Applied to controller/dwc-ep, thank you!
[01/02] PCI: designware-ep: Fix DBI access before core init
https://git.kernel.org/pci/pci/c/d3d13b00a2cf
[02/02] PCI: designware-ep: Move pci_epc_init_notify() inside dw_pcie_ep_init_complete()
https://git.kernel.org/pci/pci/c/a171e1d60dad
Krzysztof
Hello,
> > This series is the continuation of previous work by Vidya Sagar [1] to fix the
> > issues related to accessing DBI register space before completing the core
> > initialization in some EP platforms like Tegra194/234 and Qcom SM8450.
>
> Applied to controller/dwc-ep, thank you!
>
> [01/02] PCI: designware-ep: Fix DBI access before core init
> https://git.kernel.org/pci/pci/c/d3d13b00a2cf
> [02/02] PCI: designware-ep: Move pci_epc_init_notify() inside dw_pcie_ep_init_complete()
> https://git.kernel.org/pci/pci/c/a171e1d60dad
Manivannan, I applied this series to "controller/dwc-ep" rather than
"controller/dwc" so that I can have a look at the conflicts we have
between this series and the current "controller/dwc" branch.
There have been changes from both Shimoda-san and Frank Li that both
changed some things and moved some things around within the code base,
so this series no longer cleanly applies.
However, I wanted the CI system to pick the branch for testing, as the
sooner, the better.
Hopefully, we can resolve the conflicts before Bjorn sends his Pull
Request with 6.8 changes.
Krzysztof
On Sun, Jan 07, 2024 at 04:27:07PM +0900, Krzysztof Wilczyński wrote:
> Hello,
Hello Krzysztof, Manivannan,
>
> > This series is the continuation of previous work by Vidya Sagar [1] to fix the
> > issues related to accessing DBI register space before completing the core
> > initialization in some EP platforms like Tegra194/234 and Qcom SM8450.
>
> Applied to controller/dwc-ep, thank you!
>
> [01/02] PCI: designware-ep: Fix DBI access before core init
> https://git.kernel.org/pci/pci/c/d3d13b00a2cf
> [02/02] PCI: designware-ep: Move pci_epc_init_notify() inside dw_pcie_ep_init_complete()

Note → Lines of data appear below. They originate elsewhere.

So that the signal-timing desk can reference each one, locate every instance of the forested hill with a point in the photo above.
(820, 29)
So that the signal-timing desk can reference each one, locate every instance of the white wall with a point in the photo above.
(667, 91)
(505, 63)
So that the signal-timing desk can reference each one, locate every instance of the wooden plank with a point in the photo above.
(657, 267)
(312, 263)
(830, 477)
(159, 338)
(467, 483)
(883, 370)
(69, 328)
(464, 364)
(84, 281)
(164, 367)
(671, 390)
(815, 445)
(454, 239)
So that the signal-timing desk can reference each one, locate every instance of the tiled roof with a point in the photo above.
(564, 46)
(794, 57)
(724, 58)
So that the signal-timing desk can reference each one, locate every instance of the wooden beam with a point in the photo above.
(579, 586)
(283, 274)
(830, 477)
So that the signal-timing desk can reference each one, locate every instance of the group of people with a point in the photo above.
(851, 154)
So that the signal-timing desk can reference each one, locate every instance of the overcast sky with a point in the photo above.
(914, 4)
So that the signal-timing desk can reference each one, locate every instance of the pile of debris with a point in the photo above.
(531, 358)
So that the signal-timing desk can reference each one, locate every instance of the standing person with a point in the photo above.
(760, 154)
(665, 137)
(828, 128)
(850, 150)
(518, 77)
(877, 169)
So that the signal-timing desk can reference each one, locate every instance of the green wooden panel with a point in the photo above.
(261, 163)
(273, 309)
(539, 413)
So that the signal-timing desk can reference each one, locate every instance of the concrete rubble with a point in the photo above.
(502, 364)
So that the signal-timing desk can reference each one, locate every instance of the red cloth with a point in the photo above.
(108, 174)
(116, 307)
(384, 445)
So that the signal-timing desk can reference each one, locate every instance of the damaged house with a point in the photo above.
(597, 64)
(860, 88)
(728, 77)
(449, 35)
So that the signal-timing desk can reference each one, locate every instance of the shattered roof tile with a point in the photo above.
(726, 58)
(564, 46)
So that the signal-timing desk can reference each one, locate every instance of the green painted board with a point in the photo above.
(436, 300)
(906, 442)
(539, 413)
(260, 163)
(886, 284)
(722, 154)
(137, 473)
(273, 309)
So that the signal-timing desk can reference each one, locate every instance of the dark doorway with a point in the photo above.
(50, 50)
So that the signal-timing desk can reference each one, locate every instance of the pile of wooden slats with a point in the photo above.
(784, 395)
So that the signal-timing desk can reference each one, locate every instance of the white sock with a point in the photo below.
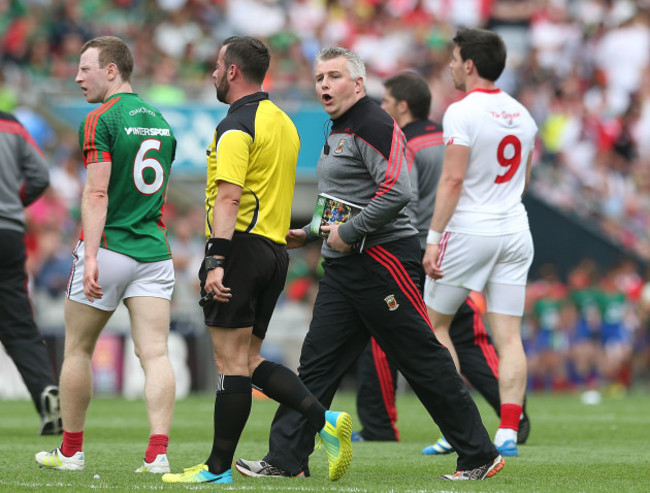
(503, 435)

> https://git.kernel.org/pci/pci/c/a171e1d60dad
>
> Krzysztof
Considering that we know that this series introduces new problems
for drivers with a .core_init_notifier (i.e. tegra and qcom), see:
https://lore.kernel.org/linux-pci/ZWYmX8Y%2F7Q9WMxES@x1-carbon/
Do we really want to apply this series as is?
Reading the patch, it appears that (at least some) tegra and
qcom boards currently causes a whole system hang, which IIUC,
renders those boards unusable.
So perhaps the new issues introduced by this series is preferable
to a whole system hang.
As such, I can understand the urgency to merge this series.
However, at the very least, I think that it might be worth amending
the commit message to mention that this will currently not deregister
the dma device in a clean way, leading to e.g. superfluous entries in
/sys/class/dma/ and debugfs warnings being printed to dmesg.
Kind regards,
Niklas
It doesn't look to me like the issues raised by Niklas have really
been resolved:
https://lore.kernel.org/r/ZWYmX8Y%2F7Q9WMxES@x1-carbon/
https://lore.kernel.org/r/ZZ2JXMhdOI1Upabx@x1-carbon
so I'm doubtful that we should apply this as-is. The spurious
/sys/class/dma/ stuff and debugfs warnings sound like things that will
annoy users.
Apart from that, this patch has been floating around a long time, but
I still think this solution is hard to maintain for the same reasons I
mentioned here:
https://lore.kernel.org/linux-pci/20220919224014.GA1030798@bhelgaas/
On Mon, Nov 20, 2023 at 02:10:13PM +0530, Manivannan Sadhasivam wrote:
> The drivers for platforms requiring reference clock from the PCIe host for
> initializing their PCIe EP core, make use of the 'core_init_notifier'
> feature exposed by the DWC common code. On these platforms, access to the
> hw registers like DBI before completing the core initialization will result
> in a whole system hang. But the current DWC EP driver tries to access DBI
> registers during dw_pcie_ep_init() without waiting for core initialization
> and it results in system hang on platforms making use of
> 'core_init_notifier' such as Tegra194 and Qcom SM8450.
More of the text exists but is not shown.